Gina Miller Johnson warns of the Danger of Benevolent Paternalism. Concerned by the increase in calls from her students and from the population as a whole for “The government to do something” almost regardless of what the “something” might be, Miller Johnson observes that this rapidly leads to government overreach. 

In a crisis like a pandemic, these dangers are heightened. “Whatever one’s view of the proper role of government as it relates to public health, another question must be posed: when, if ever, does public health provision as a public good supersede the protection of civil liberties as a fundamental role of the state? The initial wake of the pandemic saw disturbing support for sacrificing civil liberties in the name of public health.’


Michael L. Davis asks How Can Economists Help? The question of whether economists help people has been on my mind a lot lately. This is an extraordinary time. People need help and, as Russ [Roberts] likes to remind us, one of Adam Smith’s most important insights is that “man naturally desires not only to be loved but to be lovely.” Most of us genuinely want to help. But we don’t know how to hook up a ventilator, we don’t have the local knowledge necessary to deliver fresh milk to the store and most of us wouldn’t even be very good at stocking the cooler once the milk arrives.

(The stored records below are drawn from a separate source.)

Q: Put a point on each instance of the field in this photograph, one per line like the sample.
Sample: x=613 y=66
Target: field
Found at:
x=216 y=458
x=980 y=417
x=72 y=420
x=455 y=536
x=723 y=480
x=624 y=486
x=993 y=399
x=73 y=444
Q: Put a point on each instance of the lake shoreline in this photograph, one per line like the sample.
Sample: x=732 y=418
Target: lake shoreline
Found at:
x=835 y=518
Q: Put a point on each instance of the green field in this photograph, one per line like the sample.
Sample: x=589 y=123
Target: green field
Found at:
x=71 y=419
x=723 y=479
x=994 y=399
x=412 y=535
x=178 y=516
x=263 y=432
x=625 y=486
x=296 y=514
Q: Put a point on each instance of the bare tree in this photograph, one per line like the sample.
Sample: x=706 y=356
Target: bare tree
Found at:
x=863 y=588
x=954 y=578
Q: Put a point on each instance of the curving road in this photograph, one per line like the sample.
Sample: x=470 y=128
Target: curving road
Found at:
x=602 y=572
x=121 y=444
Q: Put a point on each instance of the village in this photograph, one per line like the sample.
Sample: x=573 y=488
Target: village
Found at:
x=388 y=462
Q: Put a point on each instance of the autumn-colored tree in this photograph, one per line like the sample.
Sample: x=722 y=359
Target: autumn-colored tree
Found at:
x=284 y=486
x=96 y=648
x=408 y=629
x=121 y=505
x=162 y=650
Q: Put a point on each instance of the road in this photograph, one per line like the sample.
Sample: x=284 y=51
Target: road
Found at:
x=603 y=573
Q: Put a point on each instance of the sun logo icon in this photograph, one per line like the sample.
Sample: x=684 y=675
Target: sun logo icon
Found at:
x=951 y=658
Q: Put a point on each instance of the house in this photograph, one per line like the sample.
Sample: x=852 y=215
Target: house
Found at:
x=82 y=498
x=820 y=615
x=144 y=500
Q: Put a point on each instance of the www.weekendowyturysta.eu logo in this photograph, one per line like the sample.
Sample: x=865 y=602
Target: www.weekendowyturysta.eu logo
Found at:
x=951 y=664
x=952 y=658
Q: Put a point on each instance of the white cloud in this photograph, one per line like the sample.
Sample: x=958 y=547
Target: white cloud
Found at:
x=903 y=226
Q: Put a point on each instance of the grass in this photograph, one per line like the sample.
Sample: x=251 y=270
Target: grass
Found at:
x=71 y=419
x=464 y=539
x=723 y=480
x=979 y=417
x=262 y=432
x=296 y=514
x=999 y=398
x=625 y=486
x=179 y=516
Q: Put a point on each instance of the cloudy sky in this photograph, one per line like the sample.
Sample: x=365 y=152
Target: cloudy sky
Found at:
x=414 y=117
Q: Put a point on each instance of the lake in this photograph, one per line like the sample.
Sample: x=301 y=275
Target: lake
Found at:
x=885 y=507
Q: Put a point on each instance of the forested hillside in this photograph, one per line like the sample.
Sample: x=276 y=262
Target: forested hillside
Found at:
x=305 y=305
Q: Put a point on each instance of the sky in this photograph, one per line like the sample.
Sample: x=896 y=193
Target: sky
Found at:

Do economists have anything to offer?”

Don’t worry! Davis has nine suggestions for economists who want to use their skills to help out right now.


Arnold Kling reviews Mending America’s Political Divide by René H. Levy. The book offers “a neuroscientist’s perspective on the phenomenon of political polarization. Our politics is stimulating our tribal instincts, which lead us to lose empathy with the other side. This lack of empathy has dangerous consequences.” While Kling feels that the book “offers a sound diagnosis of our political ills. It offers a prescription that I wish more people would take to heart” he has some concerns about a lack of balance in Levy’s arguments.